The river springs in Whitehead Township, a geographic township in the northwestern part of Sudbury District. It flows in a mostly southerly direction through a variety of landscapes with high, rugged rock cliffs in the north, and flatter, lower lying areas in the south. It has generally wide, deep, slow-moving stretches interspersed by narrow channels of whitewater. Its dark water has a considerable amount of humic acid.

The river forms part of a traditional indigenous canoe route, linking the interior with Lake Huron via the Mississagi River. It is still used for canoe camping as the main recreational activity. Starting at Five Mile Lake Provincial Park, the canoe route is about 98 km long, requiring 5 days.

About half the length of the Aubinadong River, from the Sudbury-Algoma District boundary to its mouth, is protected within the Aubinadong River Provincial Park, while a portion of the West Aubinadong River is protected in the Aubinadong-Nushatogaini Rivers Provincial Park. The river's water sources are protected within the Algoma Headwaters Provincial Park.

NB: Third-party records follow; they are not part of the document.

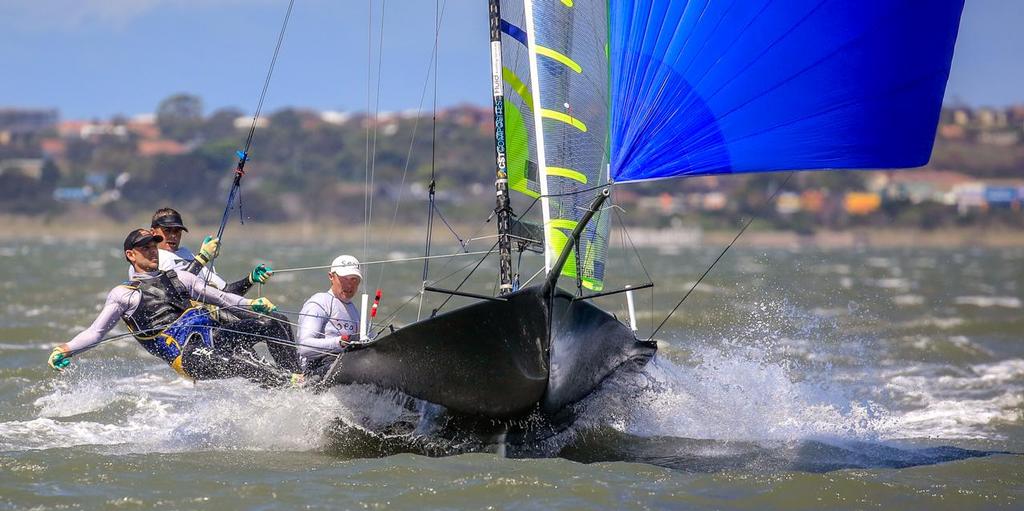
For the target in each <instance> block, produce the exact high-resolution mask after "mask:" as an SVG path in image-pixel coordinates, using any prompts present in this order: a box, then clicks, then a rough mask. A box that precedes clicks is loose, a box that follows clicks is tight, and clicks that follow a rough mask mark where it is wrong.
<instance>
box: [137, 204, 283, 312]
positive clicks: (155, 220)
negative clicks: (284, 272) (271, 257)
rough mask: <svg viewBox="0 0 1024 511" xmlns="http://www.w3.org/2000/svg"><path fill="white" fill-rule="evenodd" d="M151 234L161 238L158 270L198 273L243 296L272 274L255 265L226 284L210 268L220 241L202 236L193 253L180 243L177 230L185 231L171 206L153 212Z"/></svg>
mask: <svg viewBox="0 0 1024 511" xmlns="http://www.w3.org/2000/svg"><path fill="white" fill-rule="evenodd" d="M150 226H151V227H152V228H153V231H154V233H156V235H159V236H161V237H162V238H163V239H164V241H163V242H161V243H160V244H159V245H158V248H159V249H160V252H159V259H160V269H163V270H168V269H175V270H179V271H187V272H189V273H191V274H195V275H199V276H200V279H202V280H203V281H204V282H206V283H208V284H209V285H211V286H213V287H215V288H217V289H220V290H223V291H227V292H228V293H233V294H237V295H245V294H246V293H247V292H248V291H249V289H250V288H252V286H253V284H256V283H259V284H264V283H266V282H267V281H268V280H270V276H272V275H273V268H270V267H269V266H267V265H265V264H258V265H256V267H254V268H253V270H252V271H250V272H249V274H248V275H246V276H245V278H243V279H240V280H238V281H236V282H232V283H230V284H228V283H227V282H225V281H224V280H223V279H222V278H221V276H220V275H218V274H217V271H216V269H214V267H213V260H214V259H215V258H216V257H217V254H218V253H219V252H220V240H218V239H216V238H214V237H210V236H208V237H206V239H205V240H203V245H202V246H201V247H200V250H199V254H194V253H193V252H191V251H190V250H188V248H187V247H183V246H181V232H182V231H184V232H187V231H188V228H187V227H185V224H184V222H182V221H181V214H180V213H178V212H177V211H175V210H174V209H172V208H161V209H158V210H157V212H156V213H154V214H153V222H152V223H151V225H150ZM133 271H134V269H132V268H130V267H129V269H128V278H129V279H130V278H132V272H133Z"/></svg>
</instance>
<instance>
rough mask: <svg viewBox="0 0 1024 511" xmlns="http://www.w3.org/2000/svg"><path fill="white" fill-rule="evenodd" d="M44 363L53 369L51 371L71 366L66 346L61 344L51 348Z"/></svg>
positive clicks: (70, 361)
mask: <svg viewBox="0 0 1024 511" xmlns="http://www.w3.org/2000/svg"><path fill="white" fill-rule="evenodd" d="M46 364H47V365H48V366H49V367H50V368H52V369H53V371H63V370H65V369H67V368H68V366H71V357H69V356H68V348H66V347H63V345H60V346H57V347H55V348H53V351H50V357H49V358H47V359H46Z"/></svg>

Over the period 1980 to 2022, the Aubinadong River has an average mean flow of 17.6 m3/s. Mean minimal flow is 3.91 m3/s and mean maximum flow is 49.8 m3/s. Record maximum flow was 119 m3/s in May 1996, while record minimum flow was 1.43 m3/s in August 2012.

Among the fish species present in the river are brook trout, pike, and walleye.

==Aubinadong River Provincial Park==

The Aubinadong River Provincial Park protects a 50 km long section, or about half the length of the entire Aubinadong River. As a waterway park, it includes the river and a 200 m strip of land along both banks. It borders on the Mississagi River Provincial Park to the south.

Notable features of the park are its wild nature that provide habitats to a wide variety of amphibian, reptile, and bird species (including hawks, kingfishers, ravens, swallows, and possibly peregrine falcons). The river's riparian habitats are regionally significant. There are also some stands of old-growth white pine (Pinus strobus) along the river.

Aubinadong River Provincial Park is a non-operating park. There are no services or facilities. Permitted activities include canoeing, fishing, and hunting.